Exploring Microsoft Windows clustering and high-availability tools in disaster recovery

Microsoft has beefed up high availability for Windows, Exchange and Hyper-V, but organizations still turn to third-party tools to reduce complexity and cost.

By Dave Raffo, Senior News Director

While Microsoft Corp. has made great strides adding clustering and high availability (HA) to Windows Server, Exchange and Hyper-V, organizations are a long way from relying solely on its products to ensure high availability.

The expense of Windows clustering can scare off smaller companies, and larger organizations want extra protection offered from third-party replication and failover tools such as BakBone Software Inc.'s NetVault FASTRecover, CA XOsoft, Double-Take Software Inc., InMage Scout, Marathon Technologies Corp.'s everRun, Neverfail Ltd.'s Continuous Availability Suite, Steeleye Technology Inc.'s Protection Suite and Teneros Inc.

When it comes to keeping email running, a belt-and-suspenders approach is often required.

"There's nothing worse than going to the owner of the company and saying 'We'll be down eight to 10 hours,'" said Martin Silverman, director of IT at New York-based furniture distributor EvensonBest LLC, underscoring the need for HA for Exchange and other mission critical apps.


 Exploring Microsoft Windows clustering and high-availability tools in disaster recovery: Table of contents
 Microsoft high-availability upgrades 
 Microsoft Exchange failover 
 Application failover is the big thing 
 High-availability alternatives for SMBs

 Microsoft high-availability upgrades 

Windows has added clustering capabilities for high availability to its operating systems and applications such as Exchange in recent years.  Windows Server 2008 R2 failover cluster makes it easier to set up and manage clustered nodes, and eliminates a single point of failure for a server, cluster or application.

Hyper-V Server 2008 R2 supports clustering for virtual servers for free, and can be managed via the Hyper-V Manager and Failover Cluster Manager, or it can be integrated into a System Center Virtual Machine Manager infrastructure. Clustered Shared Volumes (CSVs) and Live Migration also promise to make Hyper-V more HA-friendly. CSVs remove the limit of one virtual machine per LUN that hinder the high-availability capabilities of the first version of Hyper-V. Live Migration relocates virtual machine hosts with no downtime.

Microsoft also redesigned Exchange 2010 clustering, moving failover to the database level rather than the server level. Exchange 2010 clustering also removes scalability issues from Exchange 2007 by allowing 100 databases per server and supporting 16 copies of a database in one cluster.

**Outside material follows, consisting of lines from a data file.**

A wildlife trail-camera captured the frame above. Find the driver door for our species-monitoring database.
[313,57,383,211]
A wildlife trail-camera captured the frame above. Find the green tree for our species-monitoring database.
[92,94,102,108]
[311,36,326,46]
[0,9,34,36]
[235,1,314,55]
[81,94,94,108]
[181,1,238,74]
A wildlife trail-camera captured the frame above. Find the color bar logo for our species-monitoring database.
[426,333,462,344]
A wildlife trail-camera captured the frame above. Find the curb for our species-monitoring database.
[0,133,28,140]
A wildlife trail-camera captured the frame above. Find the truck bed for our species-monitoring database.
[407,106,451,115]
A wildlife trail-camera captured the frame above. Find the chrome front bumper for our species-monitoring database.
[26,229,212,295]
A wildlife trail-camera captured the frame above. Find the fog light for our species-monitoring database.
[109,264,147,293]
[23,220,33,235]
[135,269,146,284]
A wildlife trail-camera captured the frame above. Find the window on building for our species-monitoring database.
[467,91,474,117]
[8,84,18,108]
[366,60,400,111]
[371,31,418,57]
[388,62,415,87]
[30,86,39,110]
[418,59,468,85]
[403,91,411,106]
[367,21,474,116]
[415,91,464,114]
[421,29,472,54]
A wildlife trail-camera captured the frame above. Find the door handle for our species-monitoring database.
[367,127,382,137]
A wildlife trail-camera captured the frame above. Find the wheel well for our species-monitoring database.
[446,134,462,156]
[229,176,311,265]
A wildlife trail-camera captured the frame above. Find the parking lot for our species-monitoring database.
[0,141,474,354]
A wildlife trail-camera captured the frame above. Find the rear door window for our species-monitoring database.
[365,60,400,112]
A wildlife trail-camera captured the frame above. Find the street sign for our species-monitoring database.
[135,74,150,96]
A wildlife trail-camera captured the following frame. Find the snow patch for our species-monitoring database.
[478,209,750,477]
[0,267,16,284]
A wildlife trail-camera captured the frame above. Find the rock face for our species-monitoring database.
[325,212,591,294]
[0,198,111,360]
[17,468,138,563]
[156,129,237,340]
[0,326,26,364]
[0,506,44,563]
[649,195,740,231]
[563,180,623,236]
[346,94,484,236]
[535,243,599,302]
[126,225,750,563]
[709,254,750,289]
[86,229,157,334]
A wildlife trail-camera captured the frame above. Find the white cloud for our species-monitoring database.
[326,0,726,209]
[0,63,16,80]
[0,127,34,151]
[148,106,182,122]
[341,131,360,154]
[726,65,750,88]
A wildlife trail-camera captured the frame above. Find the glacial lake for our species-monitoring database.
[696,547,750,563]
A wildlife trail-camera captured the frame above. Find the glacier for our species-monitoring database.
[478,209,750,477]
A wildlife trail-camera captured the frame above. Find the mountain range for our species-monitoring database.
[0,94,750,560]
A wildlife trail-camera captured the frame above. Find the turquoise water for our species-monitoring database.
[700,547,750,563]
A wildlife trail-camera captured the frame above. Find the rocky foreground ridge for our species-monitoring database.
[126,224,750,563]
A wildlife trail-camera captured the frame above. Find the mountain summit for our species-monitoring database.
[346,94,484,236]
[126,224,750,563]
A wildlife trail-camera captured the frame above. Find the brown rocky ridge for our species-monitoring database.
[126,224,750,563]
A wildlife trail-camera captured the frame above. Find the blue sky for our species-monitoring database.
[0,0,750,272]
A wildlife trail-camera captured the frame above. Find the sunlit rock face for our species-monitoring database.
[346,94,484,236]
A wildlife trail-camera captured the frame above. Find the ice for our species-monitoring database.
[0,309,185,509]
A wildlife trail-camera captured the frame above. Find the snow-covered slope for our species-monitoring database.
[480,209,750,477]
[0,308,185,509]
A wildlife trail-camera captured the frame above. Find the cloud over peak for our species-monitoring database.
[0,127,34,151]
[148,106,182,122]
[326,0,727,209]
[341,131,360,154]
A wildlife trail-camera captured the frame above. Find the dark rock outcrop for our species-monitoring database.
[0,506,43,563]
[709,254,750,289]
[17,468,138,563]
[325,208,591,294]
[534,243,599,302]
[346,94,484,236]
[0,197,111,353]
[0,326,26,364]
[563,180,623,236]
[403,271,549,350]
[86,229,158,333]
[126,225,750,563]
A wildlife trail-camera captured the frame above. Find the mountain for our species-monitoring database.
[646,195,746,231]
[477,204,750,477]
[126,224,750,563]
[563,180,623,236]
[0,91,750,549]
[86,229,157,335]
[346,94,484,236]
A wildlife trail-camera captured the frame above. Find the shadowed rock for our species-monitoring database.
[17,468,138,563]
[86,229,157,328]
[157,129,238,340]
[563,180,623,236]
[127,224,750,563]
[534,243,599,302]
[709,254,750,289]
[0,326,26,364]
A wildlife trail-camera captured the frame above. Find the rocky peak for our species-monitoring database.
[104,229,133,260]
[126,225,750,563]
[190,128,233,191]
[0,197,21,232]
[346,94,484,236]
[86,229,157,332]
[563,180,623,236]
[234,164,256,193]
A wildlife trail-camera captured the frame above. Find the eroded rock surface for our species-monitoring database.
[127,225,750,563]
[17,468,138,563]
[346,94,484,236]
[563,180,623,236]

Exchange 2010 also combines cluster continuous replication (CCR) and standby continuous replication (SCR) into a new type of clustering called Database Availability Group (DAG), which provides automatic failover for local and off-site replication for the first time in Exchange.

Still, Windows clustering remains expensive, and Windows 2008 failover clustering requires Enterprise or Datacenter editions and is not available on Windows 2008 Standard edition. Hyper-V Live Migration needs a storage area network (SAN) or high-speed network. Exchange 2010 looks like an improvement for high availability, but the jury is still out until it is widely tested and implemented.

Third-party applications also have data protection features missing from native Windows apps, such as continuous data protection (CDP), that come in handy when recovering from server outages.

 Microsoft Exchange failover 

EvensonBest began using XOsoft WANsync in 2003, three years before CA acquired XOSoft and rebranded the product CA XOSoft High Availability. Director of IT Silverman said the furniture company replicates Exchange between headquarters in New York City, and offices in Albany, N.Y., Berkeley Heights, N.J., and Washington, D.C., plus about 20 satellite offices all tied into a Multiprotocol Label Switching (MPLS) ring.

More on disaster recovery planning and storage
Iowa Health System uses 'cloud' for disaster recovery to survive flood

What are the pros and cons of using tape storage for disaster recovery purposes?

Disaster recovery essentials: E-Guide on DR planning and testing strategies

Silverman said he wanted to guarantee availability of Exchange, SQL and file servers in the wake of the September 11 attacks in 2001. When branch offices go down, XOsoft software allows headquarters to take over their operations, Silverman said. It helped EvensonBest recover from the Northeast power grid failure in 2003 by moving email to a server in its Albany, N.Y. office. It also kept Exchange running after an explosion in its headquarters required the building to be evacuated for three days.

Silverman said using XOsoft is simpler than clustering Exchange (he's running 2003). "If we had Exchange in a cluster, we would have a SAN as a data store and two boxes to cluster," he said. "In our situation, we have Exchange Server A and Exchange Server B in the same location, and they replicate instantaneously. If the first sever goes down, the second server snaps in within a minute or two. You have the same capability of a cluster, but much less complexity."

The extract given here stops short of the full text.